This PhD project will employ cutting-edge modelling and unique marine datasets to model range shifts of marine species under climate change and develop novel conservation mechanisms to manage them. The work will require collaboration with institutions in Japan.


Climate change threatens tropical coral reefs globally (Dixon et al. 2022). Subtropical and temperate reef ecosystems differ from their tropical coral reef neighbours, as they are shaped by a biogeographical overlap of taxa at their range margins, endemic species, and by strong seasonality (Sommer et al. 2014). Tropical species are starting to transform the biological communities living on high-latitude reefs (Verges et al. 2014) and their functions (Floyd et al. 2020). Subtropical and temperate reefs may serve as climate change refugia for vulnerable tropical coral reef species, giving them high, but as yet unrealized, conservation priority (Beger et al. 2014, Makino et al. 2014, Kumagai et al. 2018). 

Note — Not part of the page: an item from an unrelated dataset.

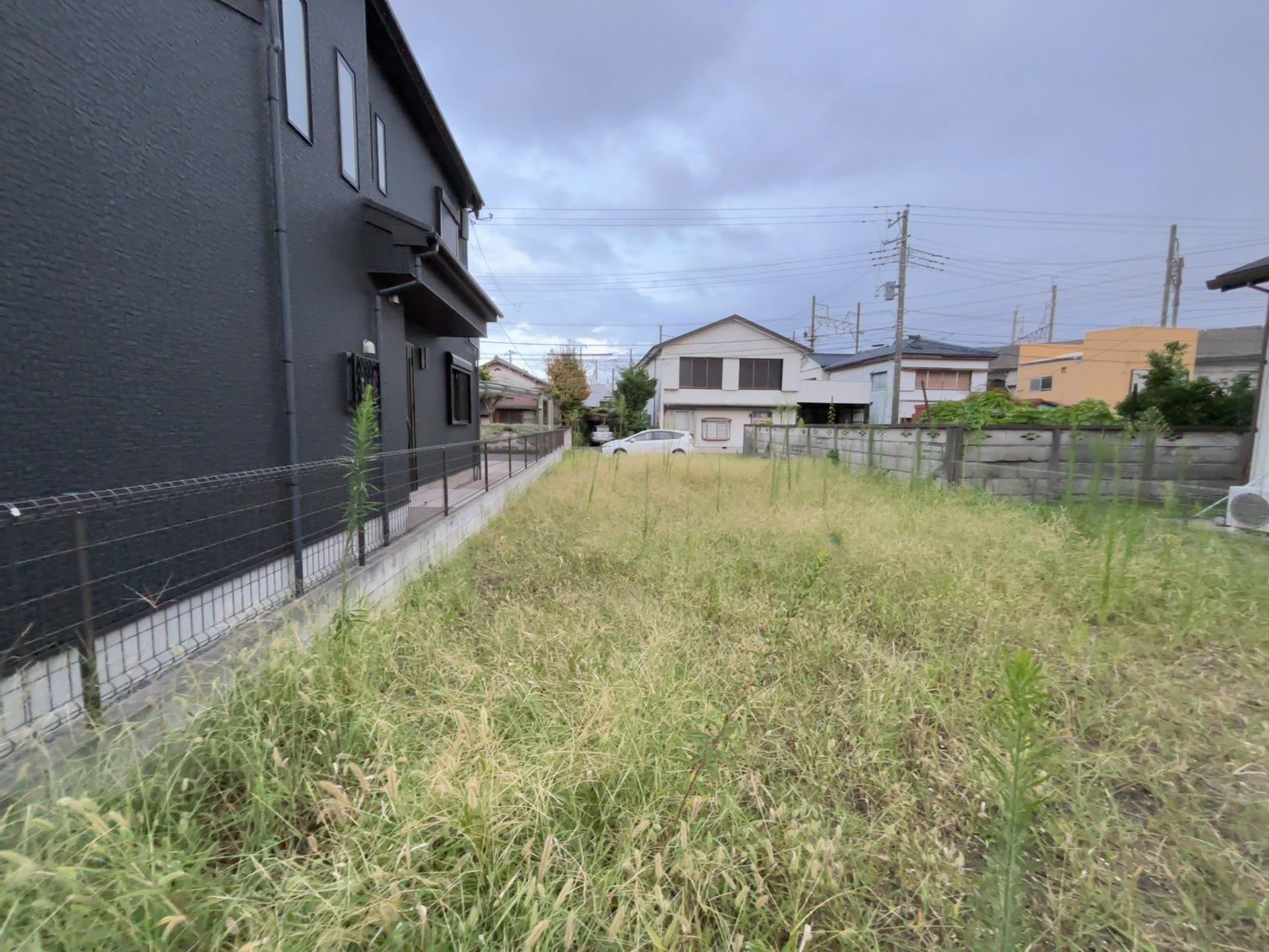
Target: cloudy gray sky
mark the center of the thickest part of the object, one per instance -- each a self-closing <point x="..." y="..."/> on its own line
<point x="651" y="167"/>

Subtropical reef communities are shaped by highly seasonal marginal environmental conditions (Nozawa et al. 2008, Yamano et al. 2011, Beger et al. 2014, Muir et al. 2015), and, increasingly they are exposed to climate-related environmental stressors (Harrison et al. 2011, Dixon et al. 2022). For example, scleractinian coral communities change along the tropical to temperate gradients according to their traits (Sommer et al. 2014, Sommer et al. 2018). Similarly, the functional scopes of fishes (Clay unpublished), molluscs (Floyd et al. 2020), echinoderms (Cook unpublished), and octocorals and zoantharians (Otis unpublished) change with environmental conditions. Therefore, quantifying the drivers of community assembly on subtropical reefs is an important prerequisite to predict how high-latitude reefs may be affected by climate change, and to develop conservation plans. 

The management and conservation of tropicalising reefs is challenged by the dynamism of the environment, and changes in community structure that already affect industries. For example, Japanese fishers lose their traditional algae fishery as kelp habitats decline and the target algae are replaced by coral communities or barrens. Protected areas have the potential to delay tropicalisation (Bates et al. 2014), and there may be options to protect sites that experience the least change, or an approach where such protected areas are accompanied by dynamic area-based protection measures (Tittensor et al. 2019).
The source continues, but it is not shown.